Вот сейчас Скабичевский – хороший он человек, но слишком склонный к учености – придумал теорию монструозности типов. В Растеряевом царстве каждый тип, каждый характер были настолько изломаны средой, настолько загажены жизненной пеной, что сами по себе являлись монстрами. Под этой пеной трудно было раскопать искру божию. Все то, что меня окружало в молодые годы, было какой-то кунсткамерой, в которой экспонаты демонстрировали не физиологическую патологию, а духовные, психологические, нравственные качества.

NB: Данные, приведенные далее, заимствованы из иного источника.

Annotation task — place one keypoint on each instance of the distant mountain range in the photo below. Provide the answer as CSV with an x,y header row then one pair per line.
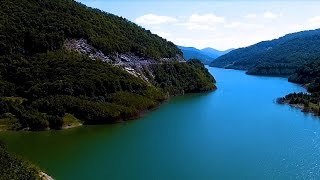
x,y
206,55
280,56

Был у нас, например, в округе военный писарь (подлинную фамилию его не помню, но в рассказе я его назвал Хрипушиным), который с давних пор слыл искусным лекарем. Жил он в глухой улице и не один, как все были уверены, а с раскольницей-женой, от которой ему не было житья ни днем, ни ночью. Может, именно она и подвигнула его, чтобы не умереть с голоду, заняться лечебным промыслом, в котором он использовал преимущественно средства радикальные. У одного чиновника, например, в ухе с детства сидел обломок грифеля. Не имея надлежащих инструментов, Хрипушин предложил ему стать вверх ногами, но грифель освобождаться от уха не захотел. Другого своего пациента, который надорвал живот, Иван Алексеевич лечил тоже весьма нетрадиционным способом: брал больного за плечи и, держа за ноги, встряхивал несколько раз.

Это насколько же растеряевцу надо было быть замордованному и верующему во всякую чепуху, чтобы создать Хрипушину славу лекаря и безропотно выкладывать ему нехитрые деньжонки, сопровождая их к тому же рюмочными подношениями.

А видели бы вы, Иван Силыч, его физиономию, которая, думаю, была немаловажным элементом его лекарских успехов. Такого не могла бы придумать самая монструозная фантазия.

Большая круглая, как глобус, голова была покрыта толстыми рыжими волосами и обладала щеками до такой степени крепкими и глазами, сверкавшими таким металлическим блеском, что при взгляде на него непременно являлось в воображении что-то железное, литое, что-то вроде пушки, готовой к выстрелу. Эта кованая физиономия была вся налита кровью, которая до хрипоты стиснула его шею и выдавливала наружу огромные серые глаза, которые могли поразить человека даже неробкого десятка.

Маленький, как пуговица, нос и выпуклости щек были настолько разрисованы синими жилками, что напоминали собою географическую карту дельты Волги. Общее впечатление физиономии завершалось огненного цвета усами, которые торчали наподобие турецких сабель.

Вся эта живописная неповторимость облекалась, независимо от сезона, в старую солдатскую шинель с разнокалиберными пуговицами и воротником, затянутым до невозможности. На голове Хрипушин носил фуражку, внутри которой помещался платок.

Я думаю, вам нетрудно представить, каким нравственным монстром было это чудовище.

Вот вы, Силыч, говорите, что при крепостном праве жизнь имела какую-то устойчивость… Да, имела. Но эта устойчивость пахла мертвечиной, большой гнилью, в этом мире не возникало попыток мыслить. При всем моем незлобливом характере я возненавидел этот ваш устойчиво-счастливый мир, эти огороженные заборами и собачьей злобой собственные домишки, эти завалинки, оплеванные подсолнечной шелухой, эту вековечную покорность нужде, это раболепное поклонение рублю и силе, эту обреченность на смерть еще до рождения. Нет, Силыч, освобождение пробудило мысль, дало толчок внутреннему движению жизни. Теперь ее уже трудно остановить. А вот в каком направлении она двинется, это нам с вами еще думать и думать.

Ну да ладно, завтра на зорьке вставать, пора ложиться. – Глеб тяжеловато поднялся, долго смотрел в июльское звездное небо и, взяв меня за руку, повел в дом.